Después de cuatro años pasados en Ginebra, Sabina se fue a vivir a París y no era capaz de recuperarse de la melancolía. Si alguien le hubiera preguntado qué le había pasado, no habría encontrado palabras para explicarlo.
Un drama vital siempre puede expresarse mediante una metáfora referida al peso. Decimos que sobre la persona cae el peso de los acontecimientos. La persona soporta esa carga o no la soporta, cae bajo su peso, gana o pierde. ¿Pero qué le sucedió a Sabina? Nada. Había abandonado a un hombre porque quería abandonarlo. ¿La persiguió él? ¿Se vengó? No. Su drama no era el drama del peso, sino el de la levedad. Lo que había caído sobre Sabina no era una carga, sino la insoportable levedad del ser. Hasta ahora, los momentos de traición la llenaban de excitación y de alegría, porque ante ella se abría un camino nuevo y, al final de éste, la nueva aventura de una traición. ¿Pero qué sucederá si ese camino se acaba un buen día? Uno puede traicionar a los padres, al marido, al amor, a la patria, pero cuando ya no hay ni padres, ni marido, ni amor, ni patria, ¿qué queda por traicionar? Sabina sentía a su alrededor el vacío. Pero ¿qué sucedería si ese vacío fuese precisamente el objetivo de todas sus traiciones?
Por supuesto, hasta ahora no había sido consciente de ello: el objetivo hacia el cual se precipita el hombre queda siempre velado. La muchacha que desea casarse, desea algo totalmente desconocido para ella. El joven que persigue la gloria no sabe qué es la gloria. Aquello que otorga sentido a nuestra actuación es siempre algo totalmente desconocido para nosotros. Sabina tampoco sabía qué objetivo se ocultaba tras su deseo de traicionar. ¿Es su objetivo la insoportable levedad del ser?
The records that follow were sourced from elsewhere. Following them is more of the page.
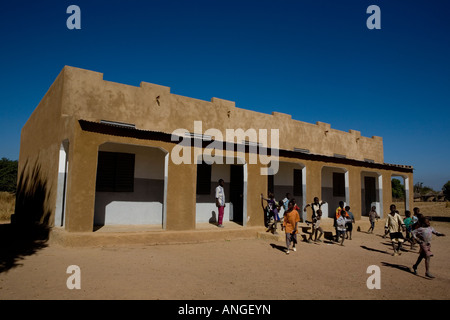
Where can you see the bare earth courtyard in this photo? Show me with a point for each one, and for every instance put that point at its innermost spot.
(253, 269)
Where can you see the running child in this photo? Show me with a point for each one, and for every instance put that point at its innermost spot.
(423, 236)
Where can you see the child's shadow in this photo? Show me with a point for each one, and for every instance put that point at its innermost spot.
(275, 246)
(401, 267)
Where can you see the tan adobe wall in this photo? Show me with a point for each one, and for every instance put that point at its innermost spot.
(152, 107)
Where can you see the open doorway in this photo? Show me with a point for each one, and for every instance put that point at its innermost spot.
(234, 177)
(290, 178)
(335, 188)
(371, 192)
(400, 192)
(61, 192)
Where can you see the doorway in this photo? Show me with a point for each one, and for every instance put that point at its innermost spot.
(237, 193)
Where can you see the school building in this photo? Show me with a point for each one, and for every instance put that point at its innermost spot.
(96, 153)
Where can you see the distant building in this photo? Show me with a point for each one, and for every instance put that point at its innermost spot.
(95, 153)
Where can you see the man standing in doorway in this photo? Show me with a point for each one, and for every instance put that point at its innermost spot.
(220, 201)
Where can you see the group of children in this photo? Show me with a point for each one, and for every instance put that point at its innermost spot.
(416, 226)
(289, 210)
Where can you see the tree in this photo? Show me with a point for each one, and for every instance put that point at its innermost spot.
(8, 175)
(446, 190)
(421, 189)
(398, 190)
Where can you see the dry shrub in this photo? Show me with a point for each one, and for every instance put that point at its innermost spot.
(7, 205)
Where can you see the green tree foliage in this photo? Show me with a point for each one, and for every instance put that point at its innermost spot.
(420, 188)
(446, 190)
(398, 190)
(8, 175)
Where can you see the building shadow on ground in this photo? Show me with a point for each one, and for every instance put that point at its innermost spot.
(402, 268)
(17, 242)
(275, 246)
(29, 229)
(374, 250)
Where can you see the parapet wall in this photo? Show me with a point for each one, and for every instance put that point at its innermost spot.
(153, 107)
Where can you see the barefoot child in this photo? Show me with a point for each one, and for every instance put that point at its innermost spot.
(315, 206)
(290, 223)
(373, 216)
(394, 225)
(423, 236)
(408, 221)
(341, 227)
(317, 227)
(273, 211)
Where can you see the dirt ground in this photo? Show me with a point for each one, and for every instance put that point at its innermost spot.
(255, 269)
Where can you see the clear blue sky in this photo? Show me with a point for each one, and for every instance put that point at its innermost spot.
(315, 60)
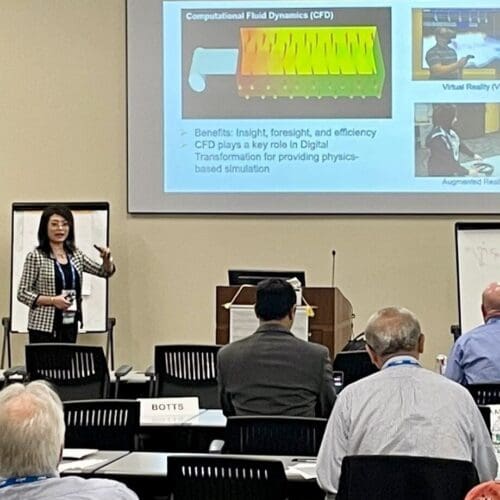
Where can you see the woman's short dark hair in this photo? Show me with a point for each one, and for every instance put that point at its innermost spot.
(443, 115)
(43, 236)
(275, 299)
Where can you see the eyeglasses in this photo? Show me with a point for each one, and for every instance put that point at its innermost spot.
(62, 224)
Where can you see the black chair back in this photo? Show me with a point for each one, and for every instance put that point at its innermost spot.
(224, 478)
(187, 370)
(383, 477)
(106, 424)
(485, 394)
(486, 414)
(354, 365)
(76, 371)
(274, 435)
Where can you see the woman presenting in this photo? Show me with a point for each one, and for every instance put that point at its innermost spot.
(51, 282)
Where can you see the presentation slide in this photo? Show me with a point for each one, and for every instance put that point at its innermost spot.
(313, 106)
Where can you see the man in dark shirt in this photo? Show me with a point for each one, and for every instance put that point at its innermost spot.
(272, 372)
(443, 60)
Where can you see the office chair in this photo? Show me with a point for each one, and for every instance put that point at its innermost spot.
(75, 371)
(354, 365)
(387, 477)
(186, 370)
(485, 394)
(106, 424)
(273, 435)
(224, 478)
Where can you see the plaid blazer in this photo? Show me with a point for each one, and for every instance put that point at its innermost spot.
(38, 278)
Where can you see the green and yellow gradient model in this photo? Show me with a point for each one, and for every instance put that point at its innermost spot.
(310, 62)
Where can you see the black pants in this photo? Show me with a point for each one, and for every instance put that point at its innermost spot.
(62, 333)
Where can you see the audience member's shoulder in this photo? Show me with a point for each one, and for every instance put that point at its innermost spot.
(72, 488)
(109, 489)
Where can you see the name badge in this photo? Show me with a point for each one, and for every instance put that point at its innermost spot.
(168, 411)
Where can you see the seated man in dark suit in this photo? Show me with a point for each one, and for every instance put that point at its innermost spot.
(31, 443)
(272, 372)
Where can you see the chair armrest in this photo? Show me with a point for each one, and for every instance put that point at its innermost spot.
(122, 370)
(216, 446)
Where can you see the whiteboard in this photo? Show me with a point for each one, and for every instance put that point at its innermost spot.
(478, 264)
(91, 227)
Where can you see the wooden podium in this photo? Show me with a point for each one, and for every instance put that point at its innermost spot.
(330, 326)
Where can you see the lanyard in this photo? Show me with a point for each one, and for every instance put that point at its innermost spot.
(63, 277)
(21, 480)
(399, 362)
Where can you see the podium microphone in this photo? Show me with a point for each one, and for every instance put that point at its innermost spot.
(333, 268)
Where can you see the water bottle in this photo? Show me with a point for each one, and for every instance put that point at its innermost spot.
(440, 365)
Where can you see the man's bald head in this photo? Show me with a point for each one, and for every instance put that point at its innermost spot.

Sintió nostalgia de Franz. En cierta ocasión, le había hablado de sus paseos por los cementerios, se estremeció de asco y dijo que los cementerios eran depósitos de huesos y piedras. En ese momento se abrió entre ellos un abismo de incomprensiones. Hasta hoy, en Montparnasse, no había entendido qué quería decir. Le da pena haber sido impaciente. Es posible que, si hubieran permanecido más tiempo juntos, hubieran empezado lentamente a comprender las palabras que decían. Sus vocabularios se habrían ido aproximando tímida y lentamente como unos amantes muy vergonzosos, y la música de cada uno de ellos hubiera empezado a fundirse con la música del otro. Pero ya es tarde.
Sí, es tarde y Sabina sabe que no se quedará en París, que seguirá avanzando, aún más allá, porque, si muriera aquí, le pondrían una lápida encima y, para una mujer que nunca tiene sosiego, la idea de que su huida vaya a detenerse para siempre es insoportable.